- Tangier Morocco

Information
- Established: 1950
- Grades: Preschool - Grade 12
- Language: English

= American School of Tangier =

American School of Tangier (AST; المدرسة الأمریکیة بطنجة) is an American international school in Tangier, Morocco, serving preschool through grade 12. In Morocco it is considered a non-profit organization, and AST is incorporated in the U.S. state of Delaware as a 501(c)(3) nonprofit. AST is accredited by the Middle States Association of Colleges and Schools.

The American School of Tangier was founded in 1950 by a group of American, Moroccan and citizens of other nationalities that wanted an American system of education in Tangier. Among its early directors was Dr. Robert Smith Shea who served from 1953-1960., when the city was a part of the Tangier International Zone.
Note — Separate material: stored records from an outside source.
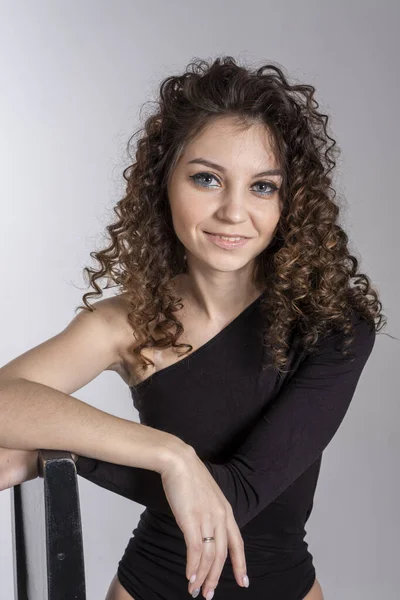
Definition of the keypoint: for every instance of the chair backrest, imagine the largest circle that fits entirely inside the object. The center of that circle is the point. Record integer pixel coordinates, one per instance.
(48, 557)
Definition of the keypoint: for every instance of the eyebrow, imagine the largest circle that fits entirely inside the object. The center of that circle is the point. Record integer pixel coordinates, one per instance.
(208, 163)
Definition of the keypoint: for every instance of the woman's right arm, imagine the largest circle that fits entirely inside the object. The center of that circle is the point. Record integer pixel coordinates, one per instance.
(38, 412)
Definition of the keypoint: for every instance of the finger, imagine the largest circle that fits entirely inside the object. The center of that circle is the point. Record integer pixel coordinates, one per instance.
(207, 555)
(194, 546)
(236, 549)
(221, 552)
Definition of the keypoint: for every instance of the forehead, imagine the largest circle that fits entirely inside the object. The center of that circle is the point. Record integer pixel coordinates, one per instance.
(232, 143)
Joseph McPhillips III served as the headmaster of AST for 35 years.

==Operations==
The school uses English as the medium of instruction in most courses, while Arabic and French courses have their respective languages as their mediums of instruction.

Persons residing in the U.S. and persons residing in Morocco are members of the school's board of trustees.

==Campus==
Athletic facilities include an outdoor pool, a soccer field, and a gymnasium.

The Nancy Eastman Library serves as the school library.

The school offers dormitory facilities for people visiting the school.

==Student body==
As of 2025 the school had 500 students, served by 64 faculty members.